To this end the plan proposes to create funds in which private investors put in a small amount of their own money, and in return get large, non-recourse loans from the taxpayer, with which to buy bad — I mean misunderstood — assets. This is supposed to lead to fair prices because the funds will engage in competitive bidding.

But it’s immediately obvious, if you think about it, that these funds will have skewed incentives. In effect, Treasury will be creating — deliberately! — the functional equivalent of Texas S&Ls in the 1980s: financial operations with very little capital but lots of government-guaranteed liabilities. For the private investors, this is an open invitation to play heads I win, tails the taxpayers lose. So sure, these investors will be ready to pay high prices for toxic waste. After all, the stuff might be worth something; and if it isn’t, that’s someone else’s problem.

Or to put it another way, Treasury has decided that what we have is nothing but a confidence problem, which it proposes to cure by creating massive moral hazard.

Krugman too shrill for you?  Let’s go to the folks at Calculated Risk:

With almost no skin in the game, these investors can pay a higher than market price for the toxic assets (since there is little downside risk). This amounts to a direct subsidy from the taxpayers to the banks.

And at Naked Capitalism:

So presumably, the point of a competitive process (assuming enough parties show up to produce that result at any particular auction) is to elicit a high enough price that it might reach the bank’s reserve, which would be the value on the bank’s books now.

And notice the utter dishonesty: a competitive bidding process will protect taxpayers. Huh? A competitive bidding process will elicit a higher price which is BAD for taxpayers!

Dear God, the Administration really thinks the public is full of idiots. But there are so many components to the program, and a lot of moving parts in each, they no doubt expect everyone’s eyes to glaze over.

Now watch the noise machine go into full crisis mode, telling us that ThisIsTheONLYWAY.

Must Read: Josh Marshall on Obama, Geithner & the Public Trust

Marshall writes:

What is so damaging about this isn’t the money — which is almost trivially small compared to the many hundreds of billions we’ve already committed. The problem is what appears to be the president’s mortifying impotence in the face of bankers and financiers who created the problem. The president speaks and acts for the federal government, which is to say, the American people, who have mobilized more than a trillion dollars and all powers of the state to repair the damage emerging out of the financial sector.
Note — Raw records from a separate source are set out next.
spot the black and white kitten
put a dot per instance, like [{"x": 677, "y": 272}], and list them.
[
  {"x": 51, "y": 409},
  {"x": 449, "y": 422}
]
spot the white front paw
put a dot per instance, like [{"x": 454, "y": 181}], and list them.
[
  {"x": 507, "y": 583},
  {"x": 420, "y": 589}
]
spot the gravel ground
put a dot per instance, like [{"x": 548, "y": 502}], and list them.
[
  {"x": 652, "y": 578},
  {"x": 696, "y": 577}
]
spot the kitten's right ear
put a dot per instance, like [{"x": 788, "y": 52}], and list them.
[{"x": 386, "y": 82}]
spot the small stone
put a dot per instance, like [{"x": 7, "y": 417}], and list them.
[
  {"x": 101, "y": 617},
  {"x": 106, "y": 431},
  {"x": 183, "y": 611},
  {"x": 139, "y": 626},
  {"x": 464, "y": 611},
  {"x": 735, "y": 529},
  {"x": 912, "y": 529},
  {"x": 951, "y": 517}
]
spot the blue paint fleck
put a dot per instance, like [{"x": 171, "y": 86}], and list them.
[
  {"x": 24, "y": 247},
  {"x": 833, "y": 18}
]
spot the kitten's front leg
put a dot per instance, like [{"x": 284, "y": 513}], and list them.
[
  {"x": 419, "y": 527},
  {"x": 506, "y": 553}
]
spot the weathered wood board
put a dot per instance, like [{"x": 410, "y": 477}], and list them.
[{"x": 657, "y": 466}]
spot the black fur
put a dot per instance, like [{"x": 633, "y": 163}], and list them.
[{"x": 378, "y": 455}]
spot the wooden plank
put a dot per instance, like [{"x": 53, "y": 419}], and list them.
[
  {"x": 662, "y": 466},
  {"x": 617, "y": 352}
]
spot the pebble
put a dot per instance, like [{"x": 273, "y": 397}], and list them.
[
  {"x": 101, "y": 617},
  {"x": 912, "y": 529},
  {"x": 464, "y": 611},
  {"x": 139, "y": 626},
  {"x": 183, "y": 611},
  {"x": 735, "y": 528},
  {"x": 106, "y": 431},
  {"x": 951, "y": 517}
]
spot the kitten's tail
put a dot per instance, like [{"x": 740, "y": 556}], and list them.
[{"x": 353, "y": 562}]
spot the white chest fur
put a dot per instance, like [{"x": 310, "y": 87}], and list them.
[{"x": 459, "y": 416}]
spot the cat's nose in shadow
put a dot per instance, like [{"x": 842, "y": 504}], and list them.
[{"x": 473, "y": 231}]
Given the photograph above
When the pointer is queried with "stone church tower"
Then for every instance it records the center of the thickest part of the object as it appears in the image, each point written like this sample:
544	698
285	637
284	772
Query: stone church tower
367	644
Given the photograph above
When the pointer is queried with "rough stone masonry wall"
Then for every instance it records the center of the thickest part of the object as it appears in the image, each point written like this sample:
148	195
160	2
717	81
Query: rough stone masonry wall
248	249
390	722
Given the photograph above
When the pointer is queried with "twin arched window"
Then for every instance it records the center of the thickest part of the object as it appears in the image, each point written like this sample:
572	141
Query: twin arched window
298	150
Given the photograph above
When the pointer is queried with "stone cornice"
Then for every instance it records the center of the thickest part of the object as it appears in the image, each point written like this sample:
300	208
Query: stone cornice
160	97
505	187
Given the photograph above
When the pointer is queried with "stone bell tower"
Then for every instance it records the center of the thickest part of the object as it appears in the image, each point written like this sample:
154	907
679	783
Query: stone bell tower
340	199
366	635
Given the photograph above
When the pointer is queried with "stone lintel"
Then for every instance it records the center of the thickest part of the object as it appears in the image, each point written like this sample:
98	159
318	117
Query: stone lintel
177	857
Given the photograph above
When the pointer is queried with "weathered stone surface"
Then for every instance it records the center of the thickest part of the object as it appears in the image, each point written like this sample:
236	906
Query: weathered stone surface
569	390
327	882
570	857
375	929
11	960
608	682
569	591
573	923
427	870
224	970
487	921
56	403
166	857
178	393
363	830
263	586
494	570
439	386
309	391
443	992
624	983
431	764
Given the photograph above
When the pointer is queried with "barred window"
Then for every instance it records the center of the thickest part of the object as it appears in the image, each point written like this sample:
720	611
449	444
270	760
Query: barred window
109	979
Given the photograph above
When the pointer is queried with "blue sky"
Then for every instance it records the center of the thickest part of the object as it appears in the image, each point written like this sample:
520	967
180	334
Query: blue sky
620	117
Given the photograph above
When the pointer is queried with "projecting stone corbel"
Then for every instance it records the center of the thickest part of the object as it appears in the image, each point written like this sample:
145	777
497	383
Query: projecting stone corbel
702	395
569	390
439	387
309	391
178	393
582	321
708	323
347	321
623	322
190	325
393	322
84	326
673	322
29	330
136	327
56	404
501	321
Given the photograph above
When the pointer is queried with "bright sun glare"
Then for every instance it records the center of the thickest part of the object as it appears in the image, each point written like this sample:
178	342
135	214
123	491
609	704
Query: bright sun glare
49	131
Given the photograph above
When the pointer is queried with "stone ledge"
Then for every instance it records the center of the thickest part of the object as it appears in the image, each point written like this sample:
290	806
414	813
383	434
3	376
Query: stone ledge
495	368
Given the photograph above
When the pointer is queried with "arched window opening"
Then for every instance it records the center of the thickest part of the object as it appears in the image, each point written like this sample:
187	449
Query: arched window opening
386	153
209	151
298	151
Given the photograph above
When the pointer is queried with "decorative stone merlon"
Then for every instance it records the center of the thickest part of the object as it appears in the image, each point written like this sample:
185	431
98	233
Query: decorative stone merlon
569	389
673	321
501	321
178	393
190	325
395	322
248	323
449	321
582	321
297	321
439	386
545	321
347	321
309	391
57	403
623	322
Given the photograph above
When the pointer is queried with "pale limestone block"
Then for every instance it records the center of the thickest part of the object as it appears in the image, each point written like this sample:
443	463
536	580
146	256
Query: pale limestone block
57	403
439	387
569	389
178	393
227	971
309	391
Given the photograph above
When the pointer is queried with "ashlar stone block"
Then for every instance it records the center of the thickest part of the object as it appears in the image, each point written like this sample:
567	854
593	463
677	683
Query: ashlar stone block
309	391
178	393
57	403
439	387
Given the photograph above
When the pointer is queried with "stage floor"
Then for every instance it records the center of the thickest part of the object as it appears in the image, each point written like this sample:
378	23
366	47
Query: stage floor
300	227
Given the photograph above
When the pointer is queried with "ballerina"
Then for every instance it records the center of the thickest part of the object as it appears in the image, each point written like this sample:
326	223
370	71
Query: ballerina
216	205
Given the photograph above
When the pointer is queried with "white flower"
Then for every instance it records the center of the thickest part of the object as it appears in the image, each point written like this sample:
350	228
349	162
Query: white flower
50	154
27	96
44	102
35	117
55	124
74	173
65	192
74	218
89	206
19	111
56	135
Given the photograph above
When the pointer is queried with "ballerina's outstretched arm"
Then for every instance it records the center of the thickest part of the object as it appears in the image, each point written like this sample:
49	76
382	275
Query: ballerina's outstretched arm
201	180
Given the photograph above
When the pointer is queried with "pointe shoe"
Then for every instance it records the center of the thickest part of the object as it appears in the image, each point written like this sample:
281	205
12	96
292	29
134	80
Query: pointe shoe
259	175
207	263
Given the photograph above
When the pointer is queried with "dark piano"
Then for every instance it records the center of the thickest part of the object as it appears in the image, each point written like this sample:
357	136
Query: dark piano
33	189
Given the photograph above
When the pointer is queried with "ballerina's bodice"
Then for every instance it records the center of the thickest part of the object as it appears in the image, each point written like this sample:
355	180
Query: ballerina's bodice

And with all that, he’s jacked up on a employment agreement between a company the government now owns and derivatives traders who sank the world economy and may quite likely be looking at criminal charges for their activities in the not too distant future?

Anyone can look at that and see that the equation of power and accountability is all screwed up.

Quite.   And really, I hope you’ll click over and read the whole thing.  It nails the current state of affairs.  Here’s the end:

Whether Geithner and Summers are too close to the people on Wall Street, either through interest or affinity, is an interesting and possibly important question. But fundamentally Obama needs to start showing that he’s in charge, that he’s operating as the American people’s advocate and that he has the power to do it — which these stories of getting jacked up by some Gordon Gecko wannabes in London just terribly undermines. But to do that, to show that, it has to be true. And that might require some real changes in policy and possibly in personnel too.